Running a small independent business requires you to be a 'Jack of all trades'. Not only do you have to be extremely creative but you also need a good understanding of business and of how to get your product to market through all the different channels. Keeping my jewellery Irish made is also very important to me - that’s why every piece is still cast, finished and hallmarked in Dublin

The wider ecosystem within the jewellery industry is of interest to her and she says that she has great admiration for her peers within the Irish jewellery design sector.

“I’m very friendly with most of the other Irish jewellery designers and often recommend them if I can’t help a client with what they want. I always look at how well they are doing as a challenge to better myself and to be the very best that I can be in terms of my own business. Healthy competition is the best motivator.”

She also cites international designers such as Shaun Leane long-term collaborator with Alexander McQueen, Stephen Webster and American fine jewellery designer Polly Wales as those she admires.

Photo of An Irish jewellery collection inspired by a Pirate Queen

Jennifer says that what she loves most about her job is the creative process and developing new collections as well as the fact that she is constantly learning something new about the jewellery making process and evolving her skills as a designer and maker.

An experienced business owner, Jennifer says that she also enjoys the accounting side of the business and working on cash flow projections - something which no doubt adds to her ability to run a creative business whilst also working on all aspects of it from styling photoshoots to writing blog posts and running her website and social media accounts.

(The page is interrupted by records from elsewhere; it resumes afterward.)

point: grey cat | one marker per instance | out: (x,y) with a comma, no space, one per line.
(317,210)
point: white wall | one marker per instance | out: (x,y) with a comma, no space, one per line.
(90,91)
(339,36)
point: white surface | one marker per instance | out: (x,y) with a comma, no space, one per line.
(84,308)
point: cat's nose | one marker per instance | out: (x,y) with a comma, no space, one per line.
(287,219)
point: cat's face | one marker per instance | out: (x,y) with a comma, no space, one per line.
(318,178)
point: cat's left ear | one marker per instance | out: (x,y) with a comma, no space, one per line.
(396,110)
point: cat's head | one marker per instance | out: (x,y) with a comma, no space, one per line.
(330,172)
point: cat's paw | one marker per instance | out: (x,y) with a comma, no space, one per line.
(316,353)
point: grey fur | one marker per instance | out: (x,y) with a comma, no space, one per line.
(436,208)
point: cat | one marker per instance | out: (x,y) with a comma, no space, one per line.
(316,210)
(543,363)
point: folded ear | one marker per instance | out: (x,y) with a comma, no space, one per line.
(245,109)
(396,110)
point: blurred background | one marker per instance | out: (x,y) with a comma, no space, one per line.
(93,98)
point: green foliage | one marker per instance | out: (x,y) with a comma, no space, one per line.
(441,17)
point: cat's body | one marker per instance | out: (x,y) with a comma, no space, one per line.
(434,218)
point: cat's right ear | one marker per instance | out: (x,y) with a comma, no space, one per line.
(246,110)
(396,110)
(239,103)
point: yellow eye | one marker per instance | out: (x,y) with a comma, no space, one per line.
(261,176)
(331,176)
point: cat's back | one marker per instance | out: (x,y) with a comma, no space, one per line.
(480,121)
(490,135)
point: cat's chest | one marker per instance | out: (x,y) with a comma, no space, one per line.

Photo of An Irish jewellery collection inspired by a Pirate Queen

“I run my website, write blog posts, pack the orders and do all social media posts myself. It is interesting learning about new ways to market through online marketing as it’s ever-changing and evolving. When I started making jewellery there was no such thing as Facebook or Instagram. So over the years there has been immense learning with every aspect of the business and the making process and this is what I love.”

“Running a small independent business requires you to be a 'Jack of all trades'. Not only do you have to be extremely creative but you also need a good understanding of business and of how to get your product to market through all the different channels. Keeping my jewellery Irish made is also very important to me - that’s why every piece is still cast, finished and hallmarked in Dublin.”

Jennifer says that if budgets were no object she would create many more collections each year as well as spectacular show pieces and high-end jewellery featuring precious gemstones and pure gold. In the meantime her favourite piece in her current collection is the medallion necklace which depicts Grace O’Malley meeting Queen Elizabeth I in that fabled meeting of two powerful female leaders - which, while taking place centuries ago, still resonates today.